危ない!この人といると安全どころか危ない!ウィルマは正気に戻り、首を振って頬を軽く叩いた。


「確かこの先は伯爵の寝室のはずです!」

ウィルマ達は寝室へと突入する。するとそこに居たのは老年の男性と使用人達だった。


「姫?!」


「カートおじいちゃん!…………いえ、カート・ロザリエ伯爵!」


2人は顔を見合わせた。

「どうしてここに?!」


「敵に追われて……、おじいちゃん、戦況はどうなの?」


「……芳しくはない。そちらの御仁は?」


レェーネの姿をみてカートは高貴な身の人間であると察した。


「こちらは私が召喚いたしました。英雄(・・)です!」


ウィルマが胸をはってそう言うとカートは驚いた。


「成功したのか?!」


「はい!」


ウィルマは誇らしげに胸を張る。


「……高貴な方、どうかお願いします。この戦況を変えていただきたい!」


「!つまり、俺に戦場にでろと?」


「身勝手なお願いであることは承知です。されど、どうかお願いします。今、この国は滅びかけている。」


「構いませんが、ご老体。
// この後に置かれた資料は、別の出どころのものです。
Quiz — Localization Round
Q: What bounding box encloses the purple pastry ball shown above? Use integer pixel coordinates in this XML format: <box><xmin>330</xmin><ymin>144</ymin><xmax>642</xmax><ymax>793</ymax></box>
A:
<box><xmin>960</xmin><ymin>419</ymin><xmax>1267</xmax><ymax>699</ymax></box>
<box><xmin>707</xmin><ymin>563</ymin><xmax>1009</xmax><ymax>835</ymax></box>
戦況は?」


レェーネは一通り聞くと腕を組んで考えた。


東の敵基地から兵士が来ており、南の防衛拠点が占拠されかけている。


「何故、南が?」


「東は崖故、平地の南から敵がせめて来ているのです。南を守っていただきたい。」


「……」


レェーネは黙った。


「レェーネ様?」


動かないレェーネに、ウィルマはそっと顔を覗き込む。


「引き受けてくださいますよね?」


ウィルマがそう言うとレェーネはニコリと笑い。